I'm testing a MapReduce program to see how the execution time changes as I change the number of mappers.
Hadoop 1.2.1 is installed on a quad-core machine with hyper-threading. The MR program is written in Python, so I'm using Hadoop-streaming to run this program. The file size is about 500MB.
In the mapred-site.xml file, I added the following configurations:
mapred.max.split.size : 250MB
mapred.tasktracker.map.tasks.maximum : 1 //1, 2, 4, 8, 16, 32
mapred.tasktracker.reduce.tasks.maximum : 2
Since I set the split size half the file size, the number of map task should be 2.
My understanding is that there are up to 2 map tasks reading and parsing the data assigned to them.
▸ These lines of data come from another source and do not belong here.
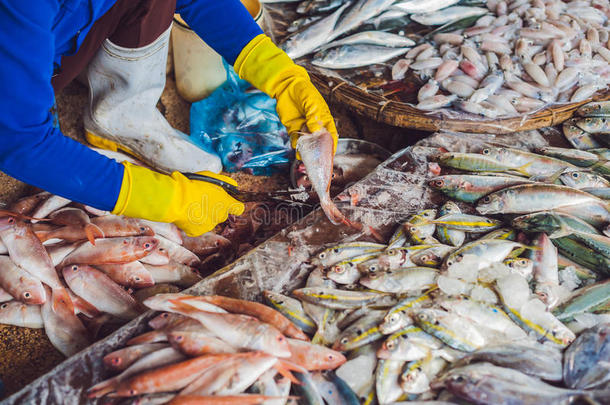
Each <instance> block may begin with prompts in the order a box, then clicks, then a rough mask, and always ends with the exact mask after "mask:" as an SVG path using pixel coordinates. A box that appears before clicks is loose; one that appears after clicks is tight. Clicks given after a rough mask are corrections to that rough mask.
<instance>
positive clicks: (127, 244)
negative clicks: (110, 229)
mask: <svg viewBox="0 0 610 405" xmlns="http://www.w3.org/2000/svg"><path fill="white" fill-rule="evenodd" d="M158 245H159V242H158V241H157V240H156V239H155V238H154V237H152V236H137V237H129V238H108V239H99V240H98V241H97V243H96V244H95V246H93V245H92V244H91V243H89V242H85V243H83V244H82V245H80V246H79V247H78V248H76V249H75V250H74V251H73V252H71V253H70V254H68V256H66V257H65V258H64V260H62V262H61V263H60V265H59V266H60V267H64V266H67V265H69V264H79V263H85V264H90V265H96V264H107V263H115V264H116V263H129V262H133V261H135V260H139V259H141V258H143V257H144V256H146V255H148V254H149V253H150V252H152V251H153V250H154V249H156V247H157V246H158Z"/></svg>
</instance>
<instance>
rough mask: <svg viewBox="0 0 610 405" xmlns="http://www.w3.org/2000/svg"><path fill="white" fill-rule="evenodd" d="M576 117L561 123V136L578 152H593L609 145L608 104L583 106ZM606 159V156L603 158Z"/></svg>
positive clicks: (587, 104) (601, 101)
mask: <svg viewBox="0 0 610 405" xmlns="http://www.w3.org/2000/svg"><path fill="white" fill-rule="evenodd" d="M576 115H577V116H576V117H574V118H571V119H569V120H567V121H565V122H564V123H563V134H564V136H565V137H566V139H567V140H568V142H570V144H571V145H572V146H573V147H574V148H576V149H580V150H589V149H591V150H592V152H595V149H599V148H603V147H607V146H609V145H610V139H609V138H608V135H609V134H610V126H609V125H608V123H607V117H608V116H610V102H608V101H600V102H593V103H588V104H585V105H584V106H582V107H580V108H579V109H578V110H576ZM603 158H604V159H606V160H607V159H608V156H603Z"/></svg>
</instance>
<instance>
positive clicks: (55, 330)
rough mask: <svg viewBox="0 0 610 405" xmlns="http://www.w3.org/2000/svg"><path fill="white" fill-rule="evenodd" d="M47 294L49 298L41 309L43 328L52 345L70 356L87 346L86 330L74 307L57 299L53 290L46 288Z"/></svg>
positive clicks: (67, 354) (43, 305)
mask: <svg viewBox="0 0 610 405" xmlns="http://www.w3.org/2000/svg"><path fill="white" fill-rule="evenodd" d="M64 291H65V290H64ZM47 294H48V295H49V296H50V297H51V298H50V299H48V300H47V302H45V303H44V304H43V306H42V310H41V312H42V320H43V323H44V330H45V332H46V334H47V337H48V338H49V340H50V341H51V343H53V346H55V347H56V348H57V349H58V350H59V351H60V352H62V353H63V354H64V355H65V356H66V357H70V356H72V355H73V354H76V353H78V352H79V351H81V350H82V349H84V348H85V347H87V346H89V337H88V333H87V330H86V329H85V326H84V325H83V324H82V322H81V321H80V319H78V317H77V316H76V315H74V309H73V308H70V307H68V306H67V305H65V303H64V302H63V301H62V300H60V299H58V298H57V297H56V296H55V291H53V292H52V293H51V291H50V290H49V289H47ZM70 303H72V302H71V301H70Z"/></svg>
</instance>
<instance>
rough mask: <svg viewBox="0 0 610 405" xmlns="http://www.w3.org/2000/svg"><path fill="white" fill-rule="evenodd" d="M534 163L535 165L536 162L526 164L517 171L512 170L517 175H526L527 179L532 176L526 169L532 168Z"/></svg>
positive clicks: (529, 162)
mask: <svg viewBox="0 0 610 405" xmlns="http://www.w3.org/2000/svg"><path fill="white" fill-rule="evenodd" d="M532 163H534V162H528V163H526V164H524V165H523V166H519V167H517V168H515V169H510V170H514V171H516V172H517V173H520V174H522V175H524V176H526V177H530V174H529V173H528V172H527V170H525V169H527V168H528V167H530V166H531V165H532Z"/></svg>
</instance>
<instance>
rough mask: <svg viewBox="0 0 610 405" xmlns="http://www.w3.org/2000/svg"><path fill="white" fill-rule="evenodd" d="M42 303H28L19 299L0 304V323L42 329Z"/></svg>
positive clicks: (4, 302) (19, 326)
mask: <svg viewBox="0 0 610 405" xmlns="http://www.w3.org/2000/svg"><path fill="white" fill-rule="evenodd" d="M40 308H41V306H40V305H28V304H24V303H23V302H19V301H8V302H3V303H2V304H0V323H3V324H6V325H14V326H19V327H22V328H34V329H40V328H42V327H43V322H42V315H41V314H40Z"/></svg>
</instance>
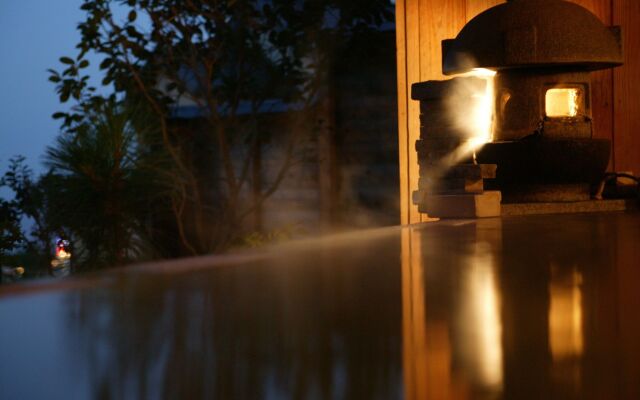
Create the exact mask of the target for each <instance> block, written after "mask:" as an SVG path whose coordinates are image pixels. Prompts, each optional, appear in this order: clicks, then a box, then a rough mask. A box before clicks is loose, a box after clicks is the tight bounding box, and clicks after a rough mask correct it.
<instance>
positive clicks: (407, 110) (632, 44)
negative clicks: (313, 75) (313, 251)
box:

when there is one mapper: Maptask1 and Maptask2 parses the data concurrently, but there's only one mapper to map. So the mapper needs to do two waves. (work twice)
Now, my assumption was that when the number of mappers is increased: Maptask1 and Maptask2 parses the data concurrently, mapper1 can process the output of Maptask1, and mapper2 can process the output of Maptask2, so both mappers can process concurrently.
However, I see no difference in the execution time. I tried with 1, 2, 4, 8, 16, 32, and the time difference is all within 1 second.
Could someone please explain why??